A ROS topic is a named pipe for data — like '/camera/image' or '/cmd_vel'. One program pumps messages in, others read them out. It's how streaming data moves around a robot's software.
If nodes are a robot's programs, topics are the pipes between them — the named channels that carry the constant flow of sensor data, commands, and state.
What it is
A ROS topic is a named, typed channel. A node publishes messages onto it; other nodes subscribe to receive them — the publish–subscribe pattern in action. The name (like /scan, /camera/image, /cmd_vel) is how everyone finds it, and the message type (e.g. sensor_msgs/LaserScan) defines the data's structure so publisher and subscriber agree on the format.
Data streams along named topics
Each topic is one typed stream. Nodes connect by publishing to and subscribing from topic names, never to each other directly.

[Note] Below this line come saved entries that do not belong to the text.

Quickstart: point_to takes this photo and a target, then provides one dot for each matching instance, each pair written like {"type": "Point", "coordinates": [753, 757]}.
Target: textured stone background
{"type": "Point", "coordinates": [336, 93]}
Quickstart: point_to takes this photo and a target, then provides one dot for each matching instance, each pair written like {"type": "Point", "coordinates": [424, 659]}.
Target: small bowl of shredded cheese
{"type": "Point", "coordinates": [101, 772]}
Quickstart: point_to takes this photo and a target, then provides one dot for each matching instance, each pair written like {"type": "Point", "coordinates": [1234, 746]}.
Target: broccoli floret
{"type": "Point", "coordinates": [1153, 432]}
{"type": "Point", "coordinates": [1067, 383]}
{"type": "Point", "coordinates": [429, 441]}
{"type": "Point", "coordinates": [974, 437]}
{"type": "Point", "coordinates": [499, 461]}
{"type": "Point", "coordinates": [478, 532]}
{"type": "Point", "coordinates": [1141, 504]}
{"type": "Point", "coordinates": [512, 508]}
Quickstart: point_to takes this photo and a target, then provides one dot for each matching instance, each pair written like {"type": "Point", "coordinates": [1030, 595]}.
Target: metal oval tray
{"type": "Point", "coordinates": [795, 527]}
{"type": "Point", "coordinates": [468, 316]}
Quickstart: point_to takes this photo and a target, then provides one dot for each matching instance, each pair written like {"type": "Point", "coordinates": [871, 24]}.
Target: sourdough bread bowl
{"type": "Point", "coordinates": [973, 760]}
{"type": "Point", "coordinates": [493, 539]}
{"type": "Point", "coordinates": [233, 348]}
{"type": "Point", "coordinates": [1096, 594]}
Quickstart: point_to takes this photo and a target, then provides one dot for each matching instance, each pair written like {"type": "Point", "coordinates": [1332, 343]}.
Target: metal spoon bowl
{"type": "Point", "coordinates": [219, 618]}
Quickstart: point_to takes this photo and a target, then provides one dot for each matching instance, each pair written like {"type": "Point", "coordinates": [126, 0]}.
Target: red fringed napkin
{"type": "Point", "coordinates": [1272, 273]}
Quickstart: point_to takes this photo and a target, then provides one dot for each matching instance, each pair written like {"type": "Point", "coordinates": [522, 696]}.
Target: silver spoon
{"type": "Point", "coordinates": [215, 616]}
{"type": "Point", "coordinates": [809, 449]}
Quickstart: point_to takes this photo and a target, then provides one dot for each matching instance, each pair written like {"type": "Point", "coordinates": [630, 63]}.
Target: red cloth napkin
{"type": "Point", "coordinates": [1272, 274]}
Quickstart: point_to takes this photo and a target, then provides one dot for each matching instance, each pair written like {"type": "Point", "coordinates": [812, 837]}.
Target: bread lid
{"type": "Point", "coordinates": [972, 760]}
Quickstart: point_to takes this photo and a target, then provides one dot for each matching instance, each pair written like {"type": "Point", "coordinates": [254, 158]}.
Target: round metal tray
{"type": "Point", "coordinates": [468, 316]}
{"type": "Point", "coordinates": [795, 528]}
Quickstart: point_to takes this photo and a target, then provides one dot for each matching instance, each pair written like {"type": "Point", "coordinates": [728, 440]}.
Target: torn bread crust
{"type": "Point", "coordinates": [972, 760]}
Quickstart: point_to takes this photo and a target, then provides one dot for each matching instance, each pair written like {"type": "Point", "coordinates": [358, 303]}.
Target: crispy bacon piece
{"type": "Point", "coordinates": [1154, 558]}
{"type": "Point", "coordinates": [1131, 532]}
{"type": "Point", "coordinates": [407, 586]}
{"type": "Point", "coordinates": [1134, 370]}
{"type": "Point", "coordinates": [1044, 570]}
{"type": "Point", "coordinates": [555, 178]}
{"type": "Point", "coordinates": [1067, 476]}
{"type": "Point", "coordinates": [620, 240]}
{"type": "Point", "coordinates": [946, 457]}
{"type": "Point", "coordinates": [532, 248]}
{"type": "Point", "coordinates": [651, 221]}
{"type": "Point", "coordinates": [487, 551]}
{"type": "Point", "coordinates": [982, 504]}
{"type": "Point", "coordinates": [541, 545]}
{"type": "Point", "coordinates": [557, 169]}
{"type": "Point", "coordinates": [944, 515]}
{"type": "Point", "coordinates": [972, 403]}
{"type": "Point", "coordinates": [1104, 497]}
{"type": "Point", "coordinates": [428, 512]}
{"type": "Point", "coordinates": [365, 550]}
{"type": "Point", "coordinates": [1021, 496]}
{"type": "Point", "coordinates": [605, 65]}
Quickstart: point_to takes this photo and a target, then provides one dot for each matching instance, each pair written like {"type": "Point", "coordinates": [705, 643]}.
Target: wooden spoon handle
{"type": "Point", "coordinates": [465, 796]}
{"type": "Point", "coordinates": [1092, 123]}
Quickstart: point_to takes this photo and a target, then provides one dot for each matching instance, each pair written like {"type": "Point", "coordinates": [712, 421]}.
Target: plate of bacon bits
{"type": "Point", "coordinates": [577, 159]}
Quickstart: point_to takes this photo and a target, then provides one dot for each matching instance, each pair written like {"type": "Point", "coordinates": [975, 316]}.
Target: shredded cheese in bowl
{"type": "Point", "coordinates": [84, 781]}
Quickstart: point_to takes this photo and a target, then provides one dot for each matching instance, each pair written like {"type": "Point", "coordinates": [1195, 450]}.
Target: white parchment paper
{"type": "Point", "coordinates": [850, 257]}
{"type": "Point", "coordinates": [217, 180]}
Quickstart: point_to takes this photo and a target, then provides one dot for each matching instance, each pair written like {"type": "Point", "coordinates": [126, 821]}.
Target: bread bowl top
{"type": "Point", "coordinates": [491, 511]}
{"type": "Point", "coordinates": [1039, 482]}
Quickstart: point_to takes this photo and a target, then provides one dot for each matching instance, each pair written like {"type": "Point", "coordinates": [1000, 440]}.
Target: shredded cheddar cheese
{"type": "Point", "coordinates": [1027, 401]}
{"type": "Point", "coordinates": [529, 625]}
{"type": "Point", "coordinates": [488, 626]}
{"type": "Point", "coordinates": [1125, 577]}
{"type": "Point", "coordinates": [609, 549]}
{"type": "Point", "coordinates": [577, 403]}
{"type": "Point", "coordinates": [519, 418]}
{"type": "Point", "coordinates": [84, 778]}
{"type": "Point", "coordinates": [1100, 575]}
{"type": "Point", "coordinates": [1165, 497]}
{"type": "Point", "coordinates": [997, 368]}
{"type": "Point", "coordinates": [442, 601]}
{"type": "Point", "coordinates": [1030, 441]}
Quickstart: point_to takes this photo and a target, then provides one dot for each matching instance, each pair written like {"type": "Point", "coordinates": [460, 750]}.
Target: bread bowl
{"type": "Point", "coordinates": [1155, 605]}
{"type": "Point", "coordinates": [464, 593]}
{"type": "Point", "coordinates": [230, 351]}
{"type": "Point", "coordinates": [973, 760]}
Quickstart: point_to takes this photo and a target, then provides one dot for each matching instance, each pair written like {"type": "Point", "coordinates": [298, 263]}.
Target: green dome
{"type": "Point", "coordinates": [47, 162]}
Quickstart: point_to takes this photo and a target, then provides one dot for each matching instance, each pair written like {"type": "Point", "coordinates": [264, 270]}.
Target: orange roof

Services — quick request/response: "reset the map," "is the gripper open?" One-shot, blocking.
Actions — long goals with feedback: "navigate to the kitchen," which takes time and can report progress or be cancelled.
Sensor and command data almost always flow over topics.
The gotcha: QoS
In ROS 2, every topic has a Quality of Service profile — reliability, durability, history depth — and a publisher and subscriber only connect if their profiles are compatible. The classic beginner bug is a running publisher and running subscriber that never exchange a message because their QoS settings don't match. Sensor streams typically use "best-effort," commands use "reliable."
Everyday tools
The command line makes topics tangible: ros2 topic list shows every channel, ros2 topic echo /scan prints live messages, and ros2 topic hz /scan measures the rate — the first things anyone reaches for when debugging a robot.
Why it matters
Topics are the circulatory system of a ROS robot — the streams that carry data from sensors through perception and planning to the motors. Understanding topics (and their QoS) is fundamental to building or debugging any ROS system.